Re: [PATCH 2/3] nfit, libnvdimm: allow an ARS rescan to be triggered on demand

From: Vishal Verma <vishal.l.verma@intel.com>
To: Dan Williams <dan.j.williams@intel.com>
Cc: Linux ACPI <linux-acpi@vger.kernel.org>,
	"Rafael J. Wysocki" <rafael.j.wysocki@intel.com>,
	Tony Luck <tony.luck@intel.com>,
	"linux-nvdimm@lists.01.org" <linux-nvdimm@lists.01.org>
Subject: Re: [PATCH 2/3] nfit, libnvdimm: allow an ARS rescan to be triggered on demand
Date: Tue, 19 Jul 2016 11:45:41 -0600	[thread overview]
Message-ID: <20160719174540.GC12960@omniknight.lm.intel.com> (raw)
In-Reply-To: <CAPcyv4guVe2Mm_EaBMMRqpfCahR_E0xbhtE30VoDAb+sqvK=AQ@mail.gmail.com>

On 07/19, Dan Williams wrote:
> On Mon, Jul 18, 2016 at 5:44 PM, Vishal Verma <vishal.l.verma@intel.com> wrote:
> > Normally, an ARS (Address Range Scrub) only happens at
> > boot/initialization time. There can however arise situations where a
> > bus-wide rescan is needed - notably, in the case of discovering a latent
> > media error, we should do a full rescan to figure out what other sectors
> > are bad, and thus potentially avoid triggering an mce on them in the
> > future.
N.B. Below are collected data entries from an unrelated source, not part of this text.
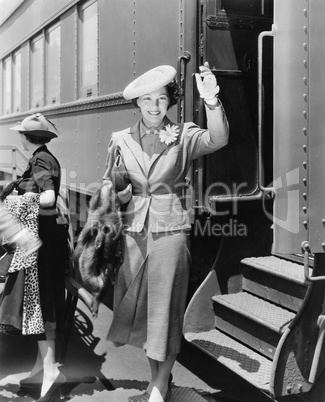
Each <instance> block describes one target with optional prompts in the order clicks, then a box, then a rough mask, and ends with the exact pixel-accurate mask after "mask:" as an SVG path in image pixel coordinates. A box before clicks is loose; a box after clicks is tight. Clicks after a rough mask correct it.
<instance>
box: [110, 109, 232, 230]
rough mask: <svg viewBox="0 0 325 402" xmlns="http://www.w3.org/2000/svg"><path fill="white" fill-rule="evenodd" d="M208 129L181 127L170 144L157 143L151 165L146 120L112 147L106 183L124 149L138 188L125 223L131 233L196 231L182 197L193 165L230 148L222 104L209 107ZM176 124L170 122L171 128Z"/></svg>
mask: <svg viewBox="0 0 325 402" xmlns="http://www.w3.org/2000/svg"><path fill="white" fill-rule="evenodd" d="M206 112H207V118H208V129H207V130H206V129H202V128H200V127H199V126H197V125H196V124H194V123H192V122H190V123H185V124H184V125H180V124H178V125H177V126H178V127H179V128H180V131H181V132H180V134H179V136H178V137H177V139H176V141H175V142H173V143H172V144H170V145H166V144H165V143H162V142H160V141H159V140H158V141H157V143H156V149H155V154H154V155H153V157H152V158H151V161H150V164H149V166H147V168H146V165H145V163H144V156H143V150H142V147H141V139H140V122H137V123H136V124H135V125H134V126H133V127H131V128H127V129H125V130H122V131H119V132H115V133H113V134H112V138H111V141H110V144H109V147H108V155H107V164H106V172H105V175H104V180H105V179H108V180H111V179H112V177H111V172H112V168H113V164H114V160H115V155H116V150H117V149H118V150H119V151H120V153H121V155H122V157H123V160H124V164H125V167H126V170H127V173H128V176H129V178H130V180H131V184H132V193H133V197H132V199H131V201H130V202H129V203H128V205H127V207H126V211H125V215H124V223H125V225H126V228H127V230H128V231H130V232H141V231H142V230H143V229H144V228H145V230H149V231H151V232H153V233H158V232H165V231H168V232H169V231H176V230H184V229H189V228H190V221H189V216H188V213H187V211H186V208H185V200H184V199H183V198H182V195H183V190H184V185H185V177H186V173H187V171H188V169H189V167H190V165H191V163H192V161H193V160H194V159H196V158H198V157H199V156H202V155H205V154H208V153H212V152H214V151H216V150H218V149H219V148H221V147H223V146H224V145H226V144H227V141H228V121H227V118H226V116H225V113H224V110H223V107H222V105H221V106H218V107H215V108H213V109H209V108H206ZM167 124H170V125H171V126H172V125H174V123H172V122H171V121H170V120H169V119H167V118H166V122H165V125H167Z"/></svg>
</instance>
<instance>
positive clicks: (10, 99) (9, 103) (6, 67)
mask: <svg viewBox="0 0 325 402" xmlns="http://www.w3.org/2000/svg"><path fill="white" fill-rule="evenodd" d="M11 65H12V62H11V56H9V57H7V58H6V59H4V61H3V83H2V88H3V94H2V99H3V114H10V113H11V100H12V99H11V77H12V70H11Z"/></svg>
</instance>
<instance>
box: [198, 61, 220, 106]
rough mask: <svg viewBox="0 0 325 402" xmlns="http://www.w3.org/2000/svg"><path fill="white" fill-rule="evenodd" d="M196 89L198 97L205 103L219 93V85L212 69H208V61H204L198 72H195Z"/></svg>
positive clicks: (208, 101)
mask: <svg viewBox="0 0 325 402" xmlns="http://www.w3.org/2000/svg"><path fill="white" fill-rule="evenodd" d="M195 79H196V85H197V89H198V91H199V93H200V97H201V98H203V99H204V100H205V101H208V102H207V103H210V102H209V100H212V99H215V97H216V95H217V94H218V93H219V89H220V88H219V86H218V85H217V80H216V77H215V76H214V74H213V73H212V71H211V70H210V67H209V63H208V62H205V63H204V65H203V66H200V74H198V73H196V74H195Z"/></svg>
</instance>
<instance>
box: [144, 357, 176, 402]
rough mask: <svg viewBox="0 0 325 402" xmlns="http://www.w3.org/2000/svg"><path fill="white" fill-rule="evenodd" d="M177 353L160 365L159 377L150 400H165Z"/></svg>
mask: <svg viewBox="0 0 325 402" xmlns="http://www.w3.org/2000/svg"><path fill="white" fill-rule="evenodd" d="M176 357H177V355H173V356H168V357H167V359H166V360H165V361H163V362H157V363H158V365H159V368H158V373H157V377H156V380H155V383H154V386H153V388H152V391H151V394H150V398H149V402H163V401H164V398H165V396H166V394H167V391H168V382H169V376H170V373H171V371H172V368H173V366H174V363H175V361H176Z"/></svg>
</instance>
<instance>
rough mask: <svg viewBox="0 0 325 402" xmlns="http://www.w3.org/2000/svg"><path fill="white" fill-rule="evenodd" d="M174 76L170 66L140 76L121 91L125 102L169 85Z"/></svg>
mask: <svg viewBox="0 0 325 402" xmlns="http://www.w3.org/2000/svg"><path fill="white" fill-rule="evenodd" d="M175 76H176V70H175V68H174V67H172V66H168V65H166V66H158V67H155V68H153V69H152V70H149V71H147V72H146V73H144V74H142V75H140V77H138V78H136V79H135V80H134V81H132V82H131V83H130V84H129V85H128V86H127V87H126V88H125V89H124V91H123V96H124V98H125V99H126V100H130V99H135V98H138V97H139V96H142V95H145V94H147V93H149V92H152V91H155V90H156V89H159V88H162V87H164V86H165V85H167V84H169V83H170V82H171V81H172V80H173V79H174V78H175Z"/></svg>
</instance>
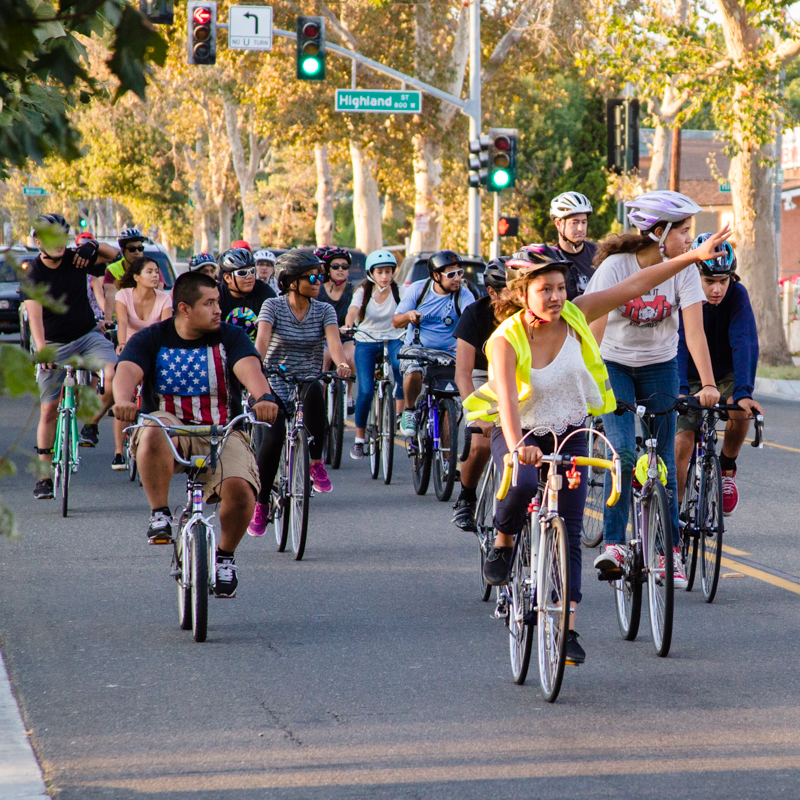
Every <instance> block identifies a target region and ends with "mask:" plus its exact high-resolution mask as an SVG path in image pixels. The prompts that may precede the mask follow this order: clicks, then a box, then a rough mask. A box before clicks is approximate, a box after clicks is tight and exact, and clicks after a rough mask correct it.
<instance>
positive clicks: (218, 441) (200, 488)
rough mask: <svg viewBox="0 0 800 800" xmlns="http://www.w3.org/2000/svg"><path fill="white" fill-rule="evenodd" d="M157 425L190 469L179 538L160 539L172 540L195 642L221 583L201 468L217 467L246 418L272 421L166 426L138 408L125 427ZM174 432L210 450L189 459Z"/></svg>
mask: <svg viewBox="0 0 800 800" xmlns="http://www.w3.org/2000/svg"><path fill="white" fill-rule="evenodd" d="M140 420H144V421H145V423H151V424H155V425H157V426H158V427H159V428H161V430H163V431H164V435H165V436H166V438H167V443H168V444H169V447H170V450H172V457H173V458H174V459H175V460H176V461H177V462H178V463H179V464H182V465H183V466H184V467H186V468H187V478H186V505H185V506H184V507H183V508H177V509H176V510H175V517H176V518H177V519H178V520H179V523H178V533H177V535H176V536H175V538H174V539H165V540H163V541H158V542H156V544H172V547H173V554H172V564H171V572H170V574H171V575H172V577H173V578H175V580H176V582H177V584H178V621H179V624H180V626H181V629H182V630H185V631H186V630H191V631H192V636H193V638H194V641H196V642H204V641H205V640H206V637H207V635H208V598H209V595H212V594H214V590H215V588H216V582H217V572H216V569H214V568H213V565H215V564H216V553H217V537H216V532H215V530H214V524H213V522H212V517H213V515H212V517H207V516H204V515H203V484H202V483H201V481H200V480H199V476H200V474H201V473H202V472H205V470H206V469H207V468H208V467H210V468H211V469H212V470H214V469H216V467H217V462H218V461H219V458H220V456H221V455H222V451H223V449H224V447H225V443H226V442H227V440H228V436H229V435H230V434H231V433H232V432H233V430H234V428H235V427H236V426H237V425H239V424H240V423H241V422H245V421H246V422H248V423H249V424H251V425H268V424H269V423H267V422H258V421H257V420H256V419H255V417H254V416H253V415H252V413H249V414H239V416H237V417H234V418H233V419H232V420H231V421H230V422H229V423H228V424H227V425H224V426H223V425H174V426H173V425H166V424H165V423H164V421H163V420H161V419H159V418H158V417H156V416H153V415H152V414H144V413H142V412H139V414H138V416H137V424H136V425H133V426H130V427H128V428H126V431H128V432H133V431H134V430H136V429H138V428H143V427H145V423H143V422H140ZM173 436H191V437H200V438H203V439H207V440H208V442H209V445H210V449H209V452H208V454H207V455H201V456H190V457H189V458H188V459H185V458H183V457H182V456H181V454H180V453H179V452H178V449H177V448H176V447H175V444H174V442H173V441H172V438H171V437H173Z"/></svg>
Also provide a sysfs trigger to start a bus-wide rescan.
> >
> > Cc: Dan Williams <dan.j.williams@intel.com>
> > Cc: Rafael J. Wysocki <rafael.j.wysocki@intel.com>
> > Cc: <linux-acpi@vger.kernel.org>
> > Cc: <linux-nvdimm@lists.01.org>
> > Signed-off-by: Vishal Verma <vishal.l.verma@intel.com>
> > ---
> >  drivers/acpi/nfit.c       | 36 ++++++++++++++++++++++++++++++++----
> >  drivers/acpi/nfit.h       |  1 +
> >  drivers/nvdimm/core.c     | 17 +++++++++++++++++
> >  include/linux/libnvdimm.h |  1 +
> >  4 files changed, 51 insertions(+), 4 deletions(-)
> >
> > diff --git a/drivers/acpi/nfit.c b/drivers/acpi/nfit.c
> > index ac6ddcc0..def9505 100644
> > --- a/drivers/acpi/nfit.c
> > +++ b/drivers/acpi/nfit.c
> > @@ -2138,8 +2138,9 @@ static void acpi_nfit_async_scrub(struct acpi_nfit_desc *acpi_desc,
> >         unsigned int tmo = scrub_timeout;
> >         int rc;
> >
> > -       if (nfit_spa->ars_done || !nfit_spa->nd_region)
> > -               return;
> > +       if (!nfit_spa->ars_rescan)
> > +               if (nfit_spa->ars_done || !nfit_spa->nd_region)
> > +                       return;
> 
> Do we need a new flag? Why not just clear ->ars_done?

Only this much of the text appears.